HRREC supports the InterConectados Network through CAFA

Research
HRREC
Human rights
Academic freedom

By University of Ottawa

Human Rights Research and Education Centre, HRREC

HRREC news
Venezuela has a growing academic diaspora throughout the world, as part of the massive emigration that the country has faced in recent years. According to estimates by sociologist Tomás Páez of the Venezuelan Diaspora Observatory, some 7.2 million Venezuelans have left the country since 2003. Of those millions of people, many are professors and students, some located in universities and research centres in Latin America, Europe, North America and Asia. Many others are not integrated into academic systems. They all make up a potential network of talents, collective intelligence and relationships that can contribute to the recovery of the university and research sectors in Venezuela.

A study commanded by the Inter-American Development Bank has estimated that Venezuela has lost 16% of its scientific researchers (data published in 2020), mainly due to the deterioration of living conditions (read the report here). The authors of the research point to the importance of developing networks to connect expatriate researchers to facilitate the promotion of joint projects, teaching, internships and consulting.

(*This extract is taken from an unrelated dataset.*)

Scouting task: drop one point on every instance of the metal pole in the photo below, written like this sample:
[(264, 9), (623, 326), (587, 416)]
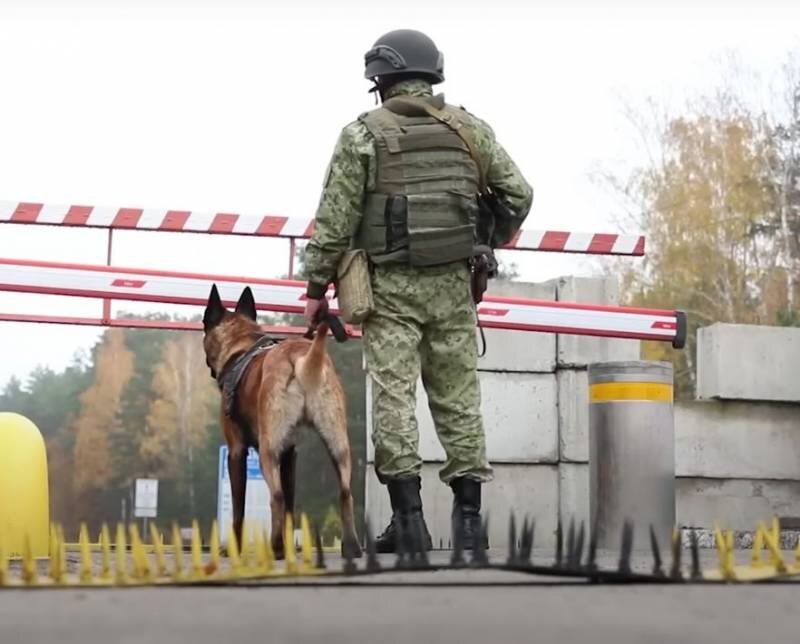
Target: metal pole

In order to promote connection, communication and collaboration among Venezuelan academics and researchers who live in Venezuela and in different countries, the InterConectados Foundation has made its internet platform available to the academic community to turn it into a virtual networking and collaboration. This initiative is supported by the Coalition for Academic Freedom of the Americas (CAFA) created by the University of Monterrey (Mexico), our Human Rights Research and Education Centre and the Scholars at Risk Network based in New York.

CAFA seeks to promote awareness and defense of academic freedom throughout the Americas region (from Canada to Chile). Its objective is to advance relevant human rights standards, both as a means of protecting higher education spaces in the Western Hemisphere, and as an opportunity to create best practices.

InterConectados is a non-profit organization created in 2011 by a group of academics and professionals interested in promoting the dissemination of knowledge through the use communication technologies to facilitate timely and creative solutions to many of the social problems that require collaborative leadership in Venezuela and in Latin America. A key element for the work carried out by InterConectados is the creation of interdisciplinary teams with those in Venezuela and in the world.